UNITED STATES
SECURITIES AND EXCHANGE COMMISSION

WASHINGTON, DC 20549

FORM 8-K

 

CURRENT REPORT PURSUANT
TO SECTION 13 OR 15(D) OF THE
SECURITIES EXCHANGE ACT OF 1934

 

Date of report (Date of earliest event reported)     March 30, 2007

Cano Petroleum, Inc.

(Exact Name of Registrant as Specified in Its Charter)

Delaware

(State or Other Jurisdiction of Incorporation)

001-32496

 

77-0635673

(Commission File Number)

 

(IRS Employer Identification No.)

 

801 Cherry St., Suite 3200

 

 

Fort Worth, Texas

 

76102

(Address of Principal Executive Offices)

 

(Zip Code)

 

(817) 698-0900

(Registrant’s Telephone Number, Including Area Code)

Not Applicable

(Former Name or Former Address, if Changed Since Last Report)

Check the appropriate box below if the Form 8-K filing is intended to simultaneously satisfy the filing obligation of the registrant under any of the following provisions (see General Instruction A.2. below):

o  Written communications pursuant to Rule 425 under the Securities Act (17 CFR 230.425)

o  Soliciting material pursuant to Rule 14a-12 under the Exchange Act (17 CFR 240.14a-12)

o  Pre-commencement communications pursuant to Rule 14d-2(b) under the Exchange Act (17 CFR 240.14d-2(b))

o  Pre-commencement communications pursuant to Rule 13e-4(c) under the Exchange Act (17 CFR 240.13e-4(c))

 




Item 1.01.              Entry into a Material Definitive Agreement.

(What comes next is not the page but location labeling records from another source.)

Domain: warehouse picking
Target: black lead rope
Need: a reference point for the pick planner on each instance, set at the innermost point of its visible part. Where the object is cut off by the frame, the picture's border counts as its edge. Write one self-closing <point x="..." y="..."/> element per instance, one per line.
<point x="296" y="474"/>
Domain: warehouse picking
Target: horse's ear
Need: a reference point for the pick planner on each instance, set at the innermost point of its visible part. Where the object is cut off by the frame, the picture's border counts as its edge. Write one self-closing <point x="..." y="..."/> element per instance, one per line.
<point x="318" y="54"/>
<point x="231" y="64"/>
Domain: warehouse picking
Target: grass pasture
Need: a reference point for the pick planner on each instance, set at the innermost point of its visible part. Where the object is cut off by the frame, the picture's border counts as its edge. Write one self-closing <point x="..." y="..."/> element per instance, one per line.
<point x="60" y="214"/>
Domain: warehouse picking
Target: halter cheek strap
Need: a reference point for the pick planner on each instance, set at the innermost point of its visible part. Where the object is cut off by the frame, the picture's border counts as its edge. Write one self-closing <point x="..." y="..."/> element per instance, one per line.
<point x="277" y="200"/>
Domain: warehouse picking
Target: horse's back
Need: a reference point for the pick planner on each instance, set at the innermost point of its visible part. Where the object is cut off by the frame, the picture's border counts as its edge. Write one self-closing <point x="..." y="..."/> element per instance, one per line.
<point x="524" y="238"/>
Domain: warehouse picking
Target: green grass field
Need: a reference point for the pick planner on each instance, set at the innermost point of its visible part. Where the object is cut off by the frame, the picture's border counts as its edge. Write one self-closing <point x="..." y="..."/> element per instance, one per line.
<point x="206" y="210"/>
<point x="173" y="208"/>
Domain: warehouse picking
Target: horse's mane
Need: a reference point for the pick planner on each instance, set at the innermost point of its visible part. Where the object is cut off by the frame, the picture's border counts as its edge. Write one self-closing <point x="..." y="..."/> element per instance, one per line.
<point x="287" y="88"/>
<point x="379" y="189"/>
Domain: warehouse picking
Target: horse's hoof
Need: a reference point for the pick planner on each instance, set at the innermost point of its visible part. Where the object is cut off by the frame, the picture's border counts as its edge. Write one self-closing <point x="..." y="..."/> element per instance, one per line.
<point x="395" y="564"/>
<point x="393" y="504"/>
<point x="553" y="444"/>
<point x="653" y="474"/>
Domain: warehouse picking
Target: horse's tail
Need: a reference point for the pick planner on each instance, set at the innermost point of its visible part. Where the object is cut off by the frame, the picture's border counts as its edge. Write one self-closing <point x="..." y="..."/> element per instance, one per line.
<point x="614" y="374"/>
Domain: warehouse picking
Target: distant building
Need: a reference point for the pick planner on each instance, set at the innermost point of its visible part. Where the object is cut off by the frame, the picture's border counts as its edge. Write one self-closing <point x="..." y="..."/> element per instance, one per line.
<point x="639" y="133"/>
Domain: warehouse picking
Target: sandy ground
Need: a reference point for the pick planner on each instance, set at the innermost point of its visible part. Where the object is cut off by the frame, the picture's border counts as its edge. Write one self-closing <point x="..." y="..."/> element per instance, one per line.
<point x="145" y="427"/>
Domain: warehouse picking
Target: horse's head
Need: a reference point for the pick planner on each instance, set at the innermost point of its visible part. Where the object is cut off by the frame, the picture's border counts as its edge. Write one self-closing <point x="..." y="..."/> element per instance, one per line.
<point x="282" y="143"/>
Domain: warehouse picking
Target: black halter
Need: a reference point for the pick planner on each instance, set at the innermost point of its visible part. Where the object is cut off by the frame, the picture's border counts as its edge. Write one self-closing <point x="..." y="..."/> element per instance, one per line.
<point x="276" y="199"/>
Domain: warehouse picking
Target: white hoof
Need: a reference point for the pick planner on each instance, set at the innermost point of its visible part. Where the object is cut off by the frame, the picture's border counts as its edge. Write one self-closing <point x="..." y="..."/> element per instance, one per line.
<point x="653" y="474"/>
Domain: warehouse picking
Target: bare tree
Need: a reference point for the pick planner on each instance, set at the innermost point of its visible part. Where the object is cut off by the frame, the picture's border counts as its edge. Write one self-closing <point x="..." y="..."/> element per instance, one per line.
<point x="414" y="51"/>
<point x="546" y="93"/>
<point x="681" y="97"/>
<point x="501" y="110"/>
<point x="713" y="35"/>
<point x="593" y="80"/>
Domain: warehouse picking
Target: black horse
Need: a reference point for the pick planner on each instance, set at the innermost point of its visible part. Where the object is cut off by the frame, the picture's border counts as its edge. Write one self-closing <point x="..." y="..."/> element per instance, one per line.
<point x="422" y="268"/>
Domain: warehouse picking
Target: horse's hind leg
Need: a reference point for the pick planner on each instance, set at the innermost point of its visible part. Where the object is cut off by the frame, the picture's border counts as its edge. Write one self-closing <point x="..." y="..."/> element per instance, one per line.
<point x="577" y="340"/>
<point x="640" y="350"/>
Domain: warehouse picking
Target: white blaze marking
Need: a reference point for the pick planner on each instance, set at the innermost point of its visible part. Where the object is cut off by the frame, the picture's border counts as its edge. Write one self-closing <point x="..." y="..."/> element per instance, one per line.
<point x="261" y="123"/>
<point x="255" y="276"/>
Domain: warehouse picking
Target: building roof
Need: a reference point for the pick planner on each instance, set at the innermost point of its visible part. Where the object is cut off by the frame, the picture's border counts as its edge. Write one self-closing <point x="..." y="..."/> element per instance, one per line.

Purchase and Sale Agreement

On March 30, 2007, Cano Petro of New Mexico, Inc. (“Cano New Mexico”), a wholly-owned subsidiary of Cano Petroleum, Inc. (“Cano”), entered into a Purchase and Sale Agreement (the “Agreement”) among UHC New Mexico Corporation (“UHC”), Cano New Mexico and Cano, for certain limited purposes, and purchased oil and gas properties in the Permian Basin (the “Properties”) with an effective date of the acquisition of February 1, 2007.  The purchase price was $7 million in cash and 404,204 shares of Cano restricted common stock.  The Properties currently produce approximately 75 net barrels of oil equivalent per day and cover approximately 20,000 acres.

The Agreement is attached hereto as Exhibit 2.1 and incorporated herein by reference.

Item 3.02               Unregistered Sales of Equity Securities

As set forth in Item 1.01 “Entry into a Material Definitive Agreement — Purchase and Sale Agreement,” on March 30, 2007, in connection with the acquisition of the Properties, Cano issued 404,204 shares of Cano common stock to UHC.  Based on the closing price of Cano common stock on the American Stock Exchange on March 30, 2007, the aggregate value of the 404,204 shares issued was approximately $1.8 million.  UHC is an  “accredited investor” as defined in Rule 501(a) promulgated pursuant to the Securities Act of 1933, as amended (the “Securities Act”); therefore, the shares were issued pursuant to an exemption from registration provided by Section 4(2) of the Securities Act and Rule 506 promulgated pursuant to the Securities Act.

Item 9.01.                                  Financial Statements and Exhibits.

(d)           Exhibits

2.1                                 Purchase and Sale Agreement by and among UHC New Mexico Corporation, as Seller, Cano Petro of New Mexico, Inc, as Buyer, and Cano Petroleum, Inc., for Certain Limited Purposes, dated March 30, 2007 (The schedules and exhibits have been omitted from this filing.  An exhibit to the schedules and exhibits is contained in the Purchase and Sale Agreement and the schedules and exhibits are available to the Securities and Exchange Commission upon request.)

* * * * *

2




SIGNATURES

Pursuant to the requirements of the Securities Exchange Act of 1934, the registrant has duly caused this report to be signed on its behalf by the undersigned hereunto duly authorized.

 

CANO PETROLEUM, INC.

 

 

 

Date: April 4, 2007

 

 

 

 

 

 

 

By:

/s/ Michael J. Ricketts

 

 

 

Michael J. Ricketts

 

 

 

Vice President and Principal Accounting Officer

 

3




EXHIBIT INDEX

Exhibit No.

 

Description

2.1

 

Purchase and Sale Agreement by and among UHC New Mexico Corporation, as Seller, Cano Petro of New Mexico, Inc., as Buyer, and Cano Petroleum, Inc., for Certain Limited Purposes dated March 30, 2007 (The schedules and exhibits have been omitted from this filing. An exhibit to the schedules and exhibits is contained in the Purchase and Sale Agreement and the schedules and exhibits are available to the Securities and Exchange Commission upon request.)